E’ questo lo spirito con cui sono state celebrate, presso l’I.T.E.S. “Fraccacreta” di San Severo, le giornate del Fondo per l’Ambiente Italiano: l’evento, tenutosi dal 24 al 26 novembre (2022), ha registrato la partecipazione delle classi 3B SIA, 4B SIA, 5B SIA e 4AT, magistralmente guidate dai docenti Lucia De Seriis, delegata F.A.I. per la provincia di Foggia, Mirella Manzaro, Carmela Di Vizio e Feliciano Stoico e ha avuto come tema-base lo studio del paesaggio.

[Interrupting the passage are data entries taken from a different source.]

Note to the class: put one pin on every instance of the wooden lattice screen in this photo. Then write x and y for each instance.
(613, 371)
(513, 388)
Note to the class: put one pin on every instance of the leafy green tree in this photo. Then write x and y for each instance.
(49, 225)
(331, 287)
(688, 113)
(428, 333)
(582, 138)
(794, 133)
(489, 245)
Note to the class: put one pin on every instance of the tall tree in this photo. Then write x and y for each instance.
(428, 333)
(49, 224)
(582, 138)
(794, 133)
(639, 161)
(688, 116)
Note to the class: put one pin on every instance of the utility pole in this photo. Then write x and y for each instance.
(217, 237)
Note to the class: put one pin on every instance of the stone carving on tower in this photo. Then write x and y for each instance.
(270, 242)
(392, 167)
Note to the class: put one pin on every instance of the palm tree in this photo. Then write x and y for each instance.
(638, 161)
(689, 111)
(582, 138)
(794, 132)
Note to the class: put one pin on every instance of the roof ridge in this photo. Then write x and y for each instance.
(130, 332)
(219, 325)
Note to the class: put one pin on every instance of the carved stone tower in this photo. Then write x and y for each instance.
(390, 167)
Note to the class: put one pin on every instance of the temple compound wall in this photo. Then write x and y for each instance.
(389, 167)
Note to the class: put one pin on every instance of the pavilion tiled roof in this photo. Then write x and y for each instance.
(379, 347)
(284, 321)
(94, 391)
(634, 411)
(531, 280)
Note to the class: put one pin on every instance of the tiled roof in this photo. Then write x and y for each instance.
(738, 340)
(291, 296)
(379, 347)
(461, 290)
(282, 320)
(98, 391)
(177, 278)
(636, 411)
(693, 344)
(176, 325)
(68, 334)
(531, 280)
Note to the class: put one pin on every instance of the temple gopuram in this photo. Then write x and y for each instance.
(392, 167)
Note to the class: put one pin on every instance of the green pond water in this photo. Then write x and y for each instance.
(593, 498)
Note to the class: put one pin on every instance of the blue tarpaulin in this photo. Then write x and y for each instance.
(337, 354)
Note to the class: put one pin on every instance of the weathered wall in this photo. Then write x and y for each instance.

“Gli alunni- ha dichiarato la prof.ssa De Seriis- hanno potuto conoscere, attraverso una mostra virtuale, alcuni paesaggi sepolti ed i cosiddetti paesaggi energetici e, precisamente, tra i primi, il paesaggio neolitico di Passo di Corvo sito ad 11 km a nord-est di Foggia e scoperto dall’archeologo John Bradford pioniere del metodo foto-interpretativo, di stanza nella base di San Severo durante la seconda guerra mondiale. Con i paesaggi energetici, invece, gli studenti hanno potuto comprendere la ratio che è alla base degli orientamenti politico-giuridici contemporanei e, cioè, l’attuazione di una programmazione più rispettosa dell’ambiente tramite un utilizzo più razionale delle fonti energetiche”.
Le giornate del F.A.I. d’Autunno, giunte all’undicesima edizione, sono dedicate alle Scuole di ogni ordine e grado e hanno, dunque, proprio questo obiettivo: proteggere i beni artistici e naturalistici, sensibilizzare le persone al valore del patrimonio paesaggistico e monumentale e motivare alla mobilitazione attiva per proteggere il territorio a rischio.
“Studiare il paesaggio- ha aggiunto la prof.ssa De Seriis- è fondamentale per conoscere, rispettare e conservare, valorizzando il territorio e se stessi. Per tale ragione, l’appuntamento annuale con le giornate del F.A.I. è ormai consolidato ed anelato dagli stessi alunni i quali, anche quest’anno, hanno dimostrato, persino in auto-disciplina, partecipazione attiva ed impegno: attraverso tale iniziativa, gli studenti imparano, peraltro, a parlare in pubblico ed a mettersi in gioco, motivo per cui, al termine delle attività, ricevono l’attestato di apprendisti-Ciceroni”.
Dunque, in linea con il principio-base che ispirò le idee di Elena Croce, figlia del filosofo Benedetto, e la conseguente istituzione, nel 1975, del F.A.I. grazie all’impegno di Renato Bazzoni, Alberto Predieri, Franco Russoli e Giulia Mozzoni Crespi.
“La conoscenza, frutto della curiosità e del desiderio di imparare- ha concluso la Dirigente del Fraccacreta prof.ssa Maria Soccorsa Colangelo- è imprescindibile per poter apprezzare e, quindi, riconoscere un valore a qualsiasi situazione: l’ambiente, in particolare, è la nostra casa, rappresenta noi stessi e, pertanto, ciascuno ha il dovere, in primis morale, di fornire il proprio sano ed utile contributo nella quotidianità”.